The Mysterious Owl on the Cathedral Notre-Dame of Dijon

By Lorris Chevalier

A look into a mysterious medieval carving at a French cathedral. Why was it put there?

As you walk along Owl Street in the heart of historic Dijon, you come across a small relief sculpture adorning one of the northern buttresses of the Cathedral of Notre-Dame. It depicts an owl, and it has been watching over Dijon’s inhabitants for almost eight centuries, to the point of becoming the emblem of the Burgundian capital.


Well known to the people of Dijon, the small nocturnal bird is even believed to have the power to grant wishes if one strokes it with the left hand, the hand of the heart. Be cautious, however, not to cross paths with the gaze of the salamander, sculpted a little higher on the wall, as it could then cancel the enchantment! This tradition is surprising, considering that in the past, owls were nailed to the doors of barns to ward off evil. Usually, sculptures are placed higher, but this is the only sculpture at this height on the street.

Photo by Lorris Chevalier

It is difficult to determine when this tradition originated, but there are several theories regarding its entirely mysterious existence.
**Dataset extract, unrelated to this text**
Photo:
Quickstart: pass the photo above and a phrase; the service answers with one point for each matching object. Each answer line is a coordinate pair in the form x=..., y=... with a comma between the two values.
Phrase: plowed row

Theory #1 – An Antiquity Reference

It is a reference to Athena, the goddess of wisdom. She watches over the small street around the church and grants wishes of wisdom to those who, out of superstition, touch the sculpture.

Theory #2 – A Joke from the Architect

This is a joke, a marginalia intended by the architect named Chouet. “Chouette” in French translates to “owl” in English.

The Salamander – Photo by Lorris Chevalier

Theory #3 – An Evil Symbol

In the few mentions of owls or birds of the same family in Biblical scriptures, they are listed among the unclean animals (Leviticus 11:13,16; Deuteronomy 14:15). Owls do not represent something dirty but rather something unfit for consumption. In Isaiah 13:21, it is mentioned that Babylon will be inhabited by Great Horned Owls, symbolizing desolation.

Moreover, for people in the Middle Ages, the owl often represented Jews who had rejected Jesus Christ and acknowledged only Caesar as their king. They were considered individuals who preferred darkness over light.


Theory #4 – The Symbol of Vigilance

The owl is a biblical symbol of the watcher, the one who remains awake in the night. One of the great sins against which preachers have been fighting since the beginning of the Middle Ages is ACEDIA: a state of laziness and spiritual lethargy among the Christian people. Therefore, symbols are needed to stay awake and continue the fight of faith to which every person of the Middle Ages is called.

By touching it with the left hand as the tradition states, the body turns away from another, even more discreet sculpture of a salamander, a figure of the devil. Thus, the faithful turns away from evil, and by touching the statue, commits to no longer deviate from the narrow path to salvation and to remain vigilant against the attacks of the devil.

Regardless of the theories, the importance of this symbol lies in the wisdom one is supposed to gain from this practice. In the medieval era, wisdom was not just a desirable trait; it was a necessity for survival and progress. Whether in matters of morality, governance, or daily life, the possession of wisdom distinguished the truly moral individuals from the rest. It was the guiding force that illuminated the path through the dark and uncertain times of the medieval period, leaving an enduring legacy that shaped the course of history.


Dr Lorris Chevalier, who has a Ph.D. in medieval literature, is a historical advisor for movies, including The Last Duel and Napoleon.